In a square, all angles are 90° and all sides are of equal length. Therefore, any perpendicular line segments connecting opposite sides have the same lengths.

@debonandonchetia8633 3 года назад

The 2nd one was mind blowing

@tubbdoose 3 года назад

After staring at the thumbnail for a while I was just like “oh the lines are parallel and since they are in a square they are probably the same length?”

@spacescopex 3 года назад

See my solution: ru-vid.com/video/%D0%B2%D0%B8%D0%B4%D0%B5%D0%BE-4E1ZSVU13eE.html

@Rahee11 3 года назад

An Interesting Math For You: If a shop purchases 2 lollipops brands A and B. Shop purchased lollipop A 4 for each dollar and B 6 for each dollar. If the shop purchased equal quantities of each brand sells them combined for 5 for each dollar, what is their profit /loss percentage?

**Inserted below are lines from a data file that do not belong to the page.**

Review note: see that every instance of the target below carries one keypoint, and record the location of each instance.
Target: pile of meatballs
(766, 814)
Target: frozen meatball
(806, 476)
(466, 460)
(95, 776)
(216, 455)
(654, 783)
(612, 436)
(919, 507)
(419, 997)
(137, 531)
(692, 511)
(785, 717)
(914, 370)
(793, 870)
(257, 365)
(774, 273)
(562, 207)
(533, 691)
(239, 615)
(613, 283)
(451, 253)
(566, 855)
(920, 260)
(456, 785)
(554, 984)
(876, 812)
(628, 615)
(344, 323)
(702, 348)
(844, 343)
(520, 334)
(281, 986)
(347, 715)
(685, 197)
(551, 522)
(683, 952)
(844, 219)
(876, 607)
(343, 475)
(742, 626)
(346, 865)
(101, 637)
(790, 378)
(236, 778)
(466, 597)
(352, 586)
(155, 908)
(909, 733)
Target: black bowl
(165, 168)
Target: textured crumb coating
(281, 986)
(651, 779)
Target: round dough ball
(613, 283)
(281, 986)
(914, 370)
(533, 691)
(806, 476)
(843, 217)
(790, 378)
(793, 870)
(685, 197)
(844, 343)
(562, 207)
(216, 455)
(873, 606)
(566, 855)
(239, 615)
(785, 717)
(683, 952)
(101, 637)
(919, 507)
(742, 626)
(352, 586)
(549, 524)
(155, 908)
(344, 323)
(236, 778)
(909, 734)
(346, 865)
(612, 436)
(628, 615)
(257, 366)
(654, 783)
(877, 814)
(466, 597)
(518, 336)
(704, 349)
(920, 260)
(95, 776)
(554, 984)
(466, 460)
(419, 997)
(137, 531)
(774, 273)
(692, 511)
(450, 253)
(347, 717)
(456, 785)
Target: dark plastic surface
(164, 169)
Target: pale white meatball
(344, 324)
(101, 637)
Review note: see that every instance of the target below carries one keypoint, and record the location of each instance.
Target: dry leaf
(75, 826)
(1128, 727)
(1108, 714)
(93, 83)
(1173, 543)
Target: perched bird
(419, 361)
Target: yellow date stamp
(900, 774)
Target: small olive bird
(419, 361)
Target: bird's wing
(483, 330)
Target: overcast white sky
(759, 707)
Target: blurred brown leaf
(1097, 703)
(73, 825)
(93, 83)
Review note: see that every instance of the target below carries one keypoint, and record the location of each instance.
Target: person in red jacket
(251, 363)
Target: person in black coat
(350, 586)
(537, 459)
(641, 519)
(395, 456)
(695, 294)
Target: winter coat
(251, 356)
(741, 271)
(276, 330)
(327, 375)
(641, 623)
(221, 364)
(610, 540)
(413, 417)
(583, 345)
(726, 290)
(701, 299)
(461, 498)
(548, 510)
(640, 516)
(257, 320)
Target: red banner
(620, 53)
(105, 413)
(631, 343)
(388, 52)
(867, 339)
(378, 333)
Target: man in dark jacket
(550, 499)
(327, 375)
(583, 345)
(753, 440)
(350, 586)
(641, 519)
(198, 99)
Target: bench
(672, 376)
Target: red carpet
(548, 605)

@siperglx5051 3 года назад

Wow amazing

@JimsEvilTwin2 3 месяца назад

Love this exercise. But I started solving it based solely on the thumbnail and did not realize that it was given that the containing box is a square. 😂

@ejrupp9555 2 года назад

The 2nd part ... lines that are perpendicular and touch all 4 sides are equal. Like in the circle theorem except the caveat is 4 points must touch all 4 sides.